NAME
Lucy::Analysis::Analyzer - Tokenize/modify/filter text.
SYNOPSIS
# Abstract base class.
DESCRIPTION
An Analyzer is a filter which processes text, transforming it from one form into another. For instance, an analyzer might break up a long text into smaller pieces (RegexTokenizer), or it might perform case folding to facilitate case-insensitive search (Normalizer).
CONSTRUCTORS
new
package MyAnalyzer;
use base qw( Lucy::Analysis::Analyzer );
our %foo;
sub new {
my $self = shift->SUPER::new;
my %args = @_;
$foo{$$self} = $args{foo};
return $self;
}
Abstract constructor. Takes no arguments.
ABSTRACT METHODS
transform
my $inversion = $analyzer->transform($inversion);
Take a single Inversion as input and returns an Inversion, either the same one (presumably transformed in some way), or a new one.
inversion - An inversion.
METHODS
transform_text
my $inversion = $analyzer->transform_text($text);
Kick off an analysis chain, creating an Inversion from string input. The default implementation simply creates an initial Inversion with a single Token, then calls transform(), but occasionally subclasses will provide an optimized implementation which minimizes string copies.
text - A string.
split
my $arrayref = $analyzer->split($text);
Analyze text and return an array of token texts.
text - A string.
dump
my $obj = $analyzer->dump();
Dump the analyzer as hash.
Subclasses should call dump() on the superclass. The returned object is a hash which should be populated with parameters of the analyzer.

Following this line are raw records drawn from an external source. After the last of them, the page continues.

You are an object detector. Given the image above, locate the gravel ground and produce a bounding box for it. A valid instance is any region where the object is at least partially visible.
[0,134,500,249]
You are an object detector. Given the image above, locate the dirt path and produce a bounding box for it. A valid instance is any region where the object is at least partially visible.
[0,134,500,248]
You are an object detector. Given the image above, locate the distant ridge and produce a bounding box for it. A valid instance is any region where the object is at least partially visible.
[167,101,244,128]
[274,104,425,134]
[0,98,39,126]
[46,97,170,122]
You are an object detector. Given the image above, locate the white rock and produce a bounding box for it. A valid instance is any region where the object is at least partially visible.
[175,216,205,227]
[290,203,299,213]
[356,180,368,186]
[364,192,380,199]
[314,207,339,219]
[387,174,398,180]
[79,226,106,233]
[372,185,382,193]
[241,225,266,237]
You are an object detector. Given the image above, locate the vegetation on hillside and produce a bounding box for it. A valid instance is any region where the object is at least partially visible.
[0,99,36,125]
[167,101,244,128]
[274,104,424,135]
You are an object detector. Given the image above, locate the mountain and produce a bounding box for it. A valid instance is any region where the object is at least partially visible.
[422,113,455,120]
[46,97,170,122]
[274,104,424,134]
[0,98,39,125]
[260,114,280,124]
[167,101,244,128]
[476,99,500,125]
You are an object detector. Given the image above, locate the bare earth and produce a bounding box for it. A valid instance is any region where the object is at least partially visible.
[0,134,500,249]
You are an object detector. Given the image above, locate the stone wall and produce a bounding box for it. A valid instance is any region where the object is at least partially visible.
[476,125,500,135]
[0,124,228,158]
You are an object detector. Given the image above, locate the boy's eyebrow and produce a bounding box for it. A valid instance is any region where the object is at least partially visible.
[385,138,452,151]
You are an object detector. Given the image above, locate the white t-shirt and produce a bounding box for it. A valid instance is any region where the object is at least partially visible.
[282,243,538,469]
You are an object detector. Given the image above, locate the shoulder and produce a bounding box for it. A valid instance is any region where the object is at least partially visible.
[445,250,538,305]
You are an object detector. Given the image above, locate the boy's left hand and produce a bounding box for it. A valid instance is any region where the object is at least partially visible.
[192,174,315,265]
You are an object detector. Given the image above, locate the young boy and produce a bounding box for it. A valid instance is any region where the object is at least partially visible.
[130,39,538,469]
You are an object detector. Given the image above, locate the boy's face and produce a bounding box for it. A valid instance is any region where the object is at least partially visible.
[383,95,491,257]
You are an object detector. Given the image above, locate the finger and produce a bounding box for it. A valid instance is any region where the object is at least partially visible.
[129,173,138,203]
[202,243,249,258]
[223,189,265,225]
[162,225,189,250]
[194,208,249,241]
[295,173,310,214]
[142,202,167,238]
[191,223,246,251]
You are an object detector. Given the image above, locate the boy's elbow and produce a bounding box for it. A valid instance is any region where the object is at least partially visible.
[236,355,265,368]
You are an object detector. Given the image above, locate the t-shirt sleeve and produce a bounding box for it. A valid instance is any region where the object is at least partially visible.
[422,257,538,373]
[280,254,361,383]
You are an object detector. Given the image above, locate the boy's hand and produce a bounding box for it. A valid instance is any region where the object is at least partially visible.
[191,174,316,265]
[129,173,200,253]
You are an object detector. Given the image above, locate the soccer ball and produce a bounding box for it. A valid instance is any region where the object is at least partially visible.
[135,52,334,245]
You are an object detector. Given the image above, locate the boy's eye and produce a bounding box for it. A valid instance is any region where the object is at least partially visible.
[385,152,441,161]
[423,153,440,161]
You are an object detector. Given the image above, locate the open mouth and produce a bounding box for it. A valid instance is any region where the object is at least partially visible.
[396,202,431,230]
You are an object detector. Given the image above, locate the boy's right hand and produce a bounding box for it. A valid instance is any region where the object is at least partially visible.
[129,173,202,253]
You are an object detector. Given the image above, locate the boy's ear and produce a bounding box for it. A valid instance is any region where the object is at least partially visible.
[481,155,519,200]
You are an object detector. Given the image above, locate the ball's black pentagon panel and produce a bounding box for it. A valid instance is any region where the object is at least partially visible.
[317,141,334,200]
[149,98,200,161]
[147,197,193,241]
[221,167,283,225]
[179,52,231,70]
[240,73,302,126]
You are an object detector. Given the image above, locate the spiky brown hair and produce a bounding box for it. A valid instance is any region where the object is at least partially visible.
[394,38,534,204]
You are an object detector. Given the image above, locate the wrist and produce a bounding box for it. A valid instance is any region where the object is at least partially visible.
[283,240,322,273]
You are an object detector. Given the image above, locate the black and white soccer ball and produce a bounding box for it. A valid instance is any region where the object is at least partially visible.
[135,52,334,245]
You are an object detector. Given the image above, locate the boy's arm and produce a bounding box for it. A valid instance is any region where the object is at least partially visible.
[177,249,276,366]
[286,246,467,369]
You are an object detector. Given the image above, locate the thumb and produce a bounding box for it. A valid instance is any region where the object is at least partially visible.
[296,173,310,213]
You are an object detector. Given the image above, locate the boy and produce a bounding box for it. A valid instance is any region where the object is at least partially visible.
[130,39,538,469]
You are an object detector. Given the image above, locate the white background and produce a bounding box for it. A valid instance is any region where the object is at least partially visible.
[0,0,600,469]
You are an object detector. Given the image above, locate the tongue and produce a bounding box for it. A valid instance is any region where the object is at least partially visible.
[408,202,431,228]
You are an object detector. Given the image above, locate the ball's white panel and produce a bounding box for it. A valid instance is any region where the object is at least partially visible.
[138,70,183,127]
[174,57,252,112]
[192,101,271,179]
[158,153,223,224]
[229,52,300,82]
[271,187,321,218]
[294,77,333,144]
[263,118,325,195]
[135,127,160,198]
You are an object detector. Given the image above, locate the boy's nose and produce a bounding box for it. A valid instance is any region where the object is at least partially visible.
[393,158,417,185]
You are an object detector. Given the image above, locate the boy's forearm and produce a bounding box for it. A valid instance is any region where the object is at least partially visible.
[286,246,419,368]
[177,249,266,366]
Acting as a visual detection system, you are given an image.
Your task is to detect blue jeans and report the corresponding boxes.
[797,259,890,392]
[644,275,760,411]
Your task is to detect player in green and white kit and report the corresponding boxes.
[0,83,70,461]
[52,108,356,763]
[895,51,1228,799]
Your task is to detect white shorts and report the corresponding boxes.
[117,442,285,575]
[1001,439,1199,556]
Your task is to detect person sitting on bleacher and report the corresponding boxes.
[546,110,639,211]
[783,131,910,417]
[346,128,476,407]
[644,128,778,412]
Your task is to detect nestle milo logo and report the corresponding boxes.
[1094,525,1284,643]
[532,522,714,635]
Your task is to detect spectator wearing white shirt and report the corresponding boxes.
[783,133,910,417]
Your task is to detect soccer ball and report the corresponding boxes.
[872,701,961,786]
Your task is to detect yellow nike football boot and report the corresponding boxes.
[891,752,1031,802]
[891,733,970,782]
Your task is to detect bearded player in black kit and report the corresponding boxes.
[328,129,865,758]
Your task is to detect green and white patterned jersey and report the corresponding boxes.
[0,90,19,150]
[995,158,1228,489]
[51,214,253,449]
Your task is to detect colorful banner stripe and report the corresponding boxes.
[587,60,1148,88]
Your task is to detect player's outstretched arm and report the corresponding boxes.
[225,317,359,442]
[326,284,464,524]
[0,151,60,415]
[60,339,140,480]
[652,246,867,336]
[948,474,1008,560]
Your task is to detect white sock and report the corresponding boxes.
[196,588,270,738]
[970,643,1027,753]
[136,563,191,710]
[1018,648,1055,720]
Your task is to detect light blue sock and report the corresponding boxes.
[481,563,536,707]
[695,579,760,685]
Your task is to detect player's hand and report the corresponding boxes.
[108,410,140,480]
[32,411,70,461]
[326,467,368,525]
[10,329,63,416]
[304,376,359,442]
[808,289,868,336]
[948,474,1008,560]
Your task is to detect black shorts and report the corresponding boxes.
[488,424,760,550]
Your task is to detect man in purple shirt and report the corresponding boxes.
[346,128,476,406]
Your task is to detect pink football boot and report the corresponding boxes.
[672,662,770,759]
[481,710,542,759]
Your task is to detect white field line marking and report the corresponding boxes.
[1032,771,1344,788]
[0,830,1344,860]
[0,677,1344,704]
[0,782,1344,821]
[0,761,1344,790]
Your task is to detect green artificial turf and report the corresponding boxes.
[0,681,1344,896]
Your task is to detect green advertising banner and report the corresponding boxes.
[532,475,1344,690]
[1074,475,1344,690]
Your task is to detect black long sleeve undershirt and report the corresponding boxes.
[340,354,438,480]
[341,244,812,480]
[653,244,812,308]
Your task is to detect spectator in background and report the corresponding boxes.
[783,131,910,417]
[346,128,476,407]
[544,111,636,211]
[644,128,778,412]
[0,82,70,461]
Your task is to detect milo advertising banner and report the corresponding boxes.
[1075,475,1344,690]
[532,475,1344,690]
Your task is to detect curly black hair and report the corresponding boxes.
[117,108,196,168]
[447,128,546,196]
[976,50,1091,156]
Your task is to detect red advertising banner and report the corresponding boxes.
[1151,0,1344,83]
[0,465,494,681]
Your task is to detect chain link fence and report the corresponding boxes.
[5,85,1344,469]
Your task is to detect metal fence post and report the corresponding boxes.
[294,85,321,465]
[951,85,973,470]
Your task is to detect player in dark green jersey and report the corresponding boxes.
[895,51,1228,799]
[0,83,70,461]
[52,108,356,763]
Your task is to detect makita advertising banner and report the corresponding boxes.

Returns: A hash containing a description of the analyzer.
load
my $obj = $analyzer->load($dump);
Reconstruct an analyzer from a dump.
Subclasses should first call load() on the superclass. The returned object is an analyzer which should be reconstructed by setting the dumped parameters from the hash contained in dump
.
Note that the invocant analyzer is unused.
dump - A hash.
Returns: An analyzer.
INHERITANCE
Lucy::Analysis::Analyzer isa Clownfish::Obj.